The justices and attorneys engaged in a lengthy discussion on whether homeless individuals should be shielded from city laws that could punish them due to their lack of housing. Attorney Theane Evangelis, representing the city of Grants Pass, Oregon, argued that the issue of homelessness had been exacerbated by the 9th Circuit Court of Appeals' rulings, which declared fines or penalties imposed by cities on homeless people sleeping outside as unconstitutional. Faced with no other similar rulings from other appellate courts, Evangelis urged the justices to "end the 9th Circuit's failed experiment."
However, it remained unclear whether a solid majority existed among the justices to overturn the 9th Circuit entirely. Some justices appeared open to a middle-ground approach, which would allow cities to regulate where people can sleep outside, without prohibiting camping or sleeping throughout the city. Deputy U.S. Solicitor General Ed Kneedler supported this nuanced stance, emphasizing that while sleeping outdoors should not be criminalized, there should be "flexibility to enforce" reasonable restrictions on where homeless people can sleep.
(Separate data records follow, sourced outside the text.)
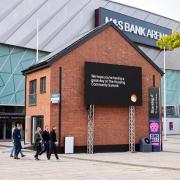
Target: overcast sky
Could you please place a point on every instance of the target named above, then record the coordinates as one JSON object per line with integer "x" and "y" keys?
{"x": 168, "y": 8}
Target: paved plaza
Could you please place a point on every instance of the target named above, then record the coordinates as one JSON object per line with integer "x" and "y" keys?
{"x": 120, "y": 166}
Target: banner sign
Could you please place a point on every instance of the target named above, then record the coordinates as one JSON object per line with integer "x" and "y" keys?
{"x": 155, "y": 135}
{"x": 153, "y": 103}
{"x": 137, "y": 30}
{"x": 55, "y": 98}
{"x": 113, "y": 84}
{"x": 154, "y": 118}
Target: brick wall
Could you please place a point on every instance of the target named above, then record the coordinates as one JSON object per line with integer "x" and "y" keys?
{"x": 111, "y": 122}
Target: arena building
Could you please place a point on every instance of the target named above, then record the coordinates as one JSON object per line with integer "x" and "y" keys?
{"x": 59, "y": 23}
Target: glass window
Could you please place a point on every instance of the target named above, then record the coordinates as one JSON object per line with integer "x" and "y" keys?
{"x": 43, "y": 85}
{"x": 32, "y": 92}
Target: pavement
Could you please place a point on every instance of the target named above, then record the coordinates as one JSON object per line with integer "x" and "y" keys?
{"x": 100, "y": 166}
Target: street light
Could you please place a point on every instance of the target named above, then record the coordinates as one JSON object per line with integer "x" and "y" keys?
{"x": 164, "y": 78}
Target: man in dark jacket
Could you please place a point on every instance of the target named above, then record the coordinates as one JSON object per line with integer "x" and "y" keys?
{"x": 45, "y": 137}
{"x": 17, "y": 140}
{"x": 53, "y": 141}
{"x": 37, "y": 140}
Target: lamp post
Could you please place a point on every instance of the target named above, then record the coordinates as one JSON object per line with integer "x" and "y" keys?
{"x": 164, "y": 78}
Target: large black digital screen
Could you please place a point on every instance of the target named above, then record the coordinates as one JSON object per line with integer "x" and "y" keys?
{"x": 113, "y": 84}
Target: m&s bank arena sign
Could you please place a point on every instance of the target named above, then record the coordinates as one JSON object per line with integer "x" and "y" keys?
{"x": 137, "y": 30}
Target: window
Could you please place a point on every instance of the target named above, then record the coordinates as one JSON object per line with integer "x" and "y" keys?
{"x": 43, "y": 85}
{"x": 32, "y": 92}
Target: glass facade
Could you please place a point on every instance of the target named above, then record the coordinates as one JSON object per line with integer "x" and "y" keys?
{"x": 12, "y": 83}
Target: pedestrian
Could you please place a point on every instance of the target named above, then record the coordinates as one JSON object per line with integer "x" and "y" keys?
{"x": 17, "y": 140}
{"x": 37, "y": 139}
{"x": 45, "y": 141}
{"x": 13, "y": 147}
{"x": 53, "y": 142}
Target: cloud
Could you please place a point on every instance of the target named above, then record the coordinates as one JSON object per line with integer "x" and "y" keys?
{"x": 168, "y": 8}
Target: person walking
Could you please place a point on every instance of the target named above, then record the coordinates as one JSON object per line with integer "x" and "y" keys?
{"x": 53, "y": 142}
{"x": 17, "y": 140}
{"x": 13, "y": 147}
{"x": 45, "y": 140}
{"x": 37, "y": 139}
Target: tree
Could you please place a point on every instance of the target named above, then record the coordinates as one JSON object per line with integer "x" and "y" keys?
{"x": 169, "y": 42}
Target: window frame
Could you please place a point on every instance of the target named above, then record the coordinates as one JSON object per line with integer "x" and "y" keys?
{"x": 33, "y": 92}
{"x": 43, "y": 85}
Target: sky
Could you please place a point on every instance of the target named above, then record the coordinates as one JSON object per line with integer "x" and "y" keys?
{"x": 167, "y": 8}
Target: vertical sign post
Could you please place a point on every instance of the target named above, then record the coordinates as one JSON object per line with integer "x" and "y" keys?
{"x": 154, "y": 119}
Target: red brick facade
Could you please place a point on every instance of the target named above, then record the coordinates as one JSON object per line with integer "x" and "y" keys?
{"x": 111, "y": 122}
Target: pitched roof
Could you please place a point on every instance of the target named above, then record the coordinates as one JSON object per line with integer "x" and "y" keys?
{"x": 51, "y": 58}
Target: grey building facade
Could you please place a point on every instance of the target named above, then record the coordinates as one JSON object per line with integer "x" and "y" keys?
{"x": 60, "y": 22}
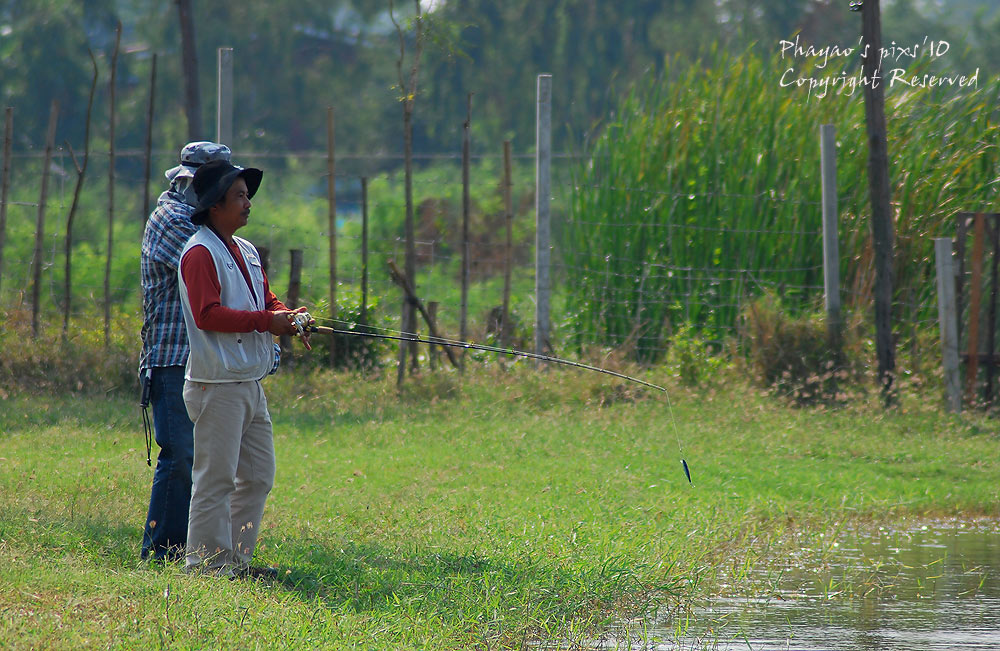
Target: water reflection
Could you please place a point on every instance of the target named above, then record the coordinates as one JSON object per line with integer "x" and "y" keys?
{"x": 934, "y": 587}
The potential swing votes on the matter, Justices Brett M. Kavanaugh and Amy Coney Barrett, expressed reservations about laws that penalize homeless individuals for sleeping outdoors. Both questioned the effectiveness of such laws and the lack of accessible alternatives, particularly in finding available shelter.
The case at hand, Grants Pass vs. Johnson, has implications for the constitutional protections afforded to homeless people who occupy sidewalks or parks. Advocates on both sides accused the opposing party of arguing extreme positions. Attorneys representing the homeless plaintiffs alleged that Grants Pass sought to "banish" poor, homeless individuals from the city by criminalizing aspects of homelessness. City officials, in their defense, claimed that they had been denied the authority to enforce ordinances against camping or sleeping in public areas.
Since 2018, the 9th Circuit's interpretation has considered it cruel and unusual punishment to arrest or fine individuals sleeping in public due to the lack of alternative options. City attorneys argue that these rulings have worsened the growth of homeless encampments in California and the Western region. They hope for a Supreme Court ruling that clarifies the scope of cities' enforcement authority.
Advocates for homeless individuals expressed concerns that a ruling in favor of Grants Pass could criminalize homelessness further, making it a crime for poor people to sleep outside. The justices will convene privately on Thursday to deliberate and vote on the case. A final ruling is expected to be delivered in late June, which will carry significant implications for homeless rights and the authority of cities to regulate public spaces.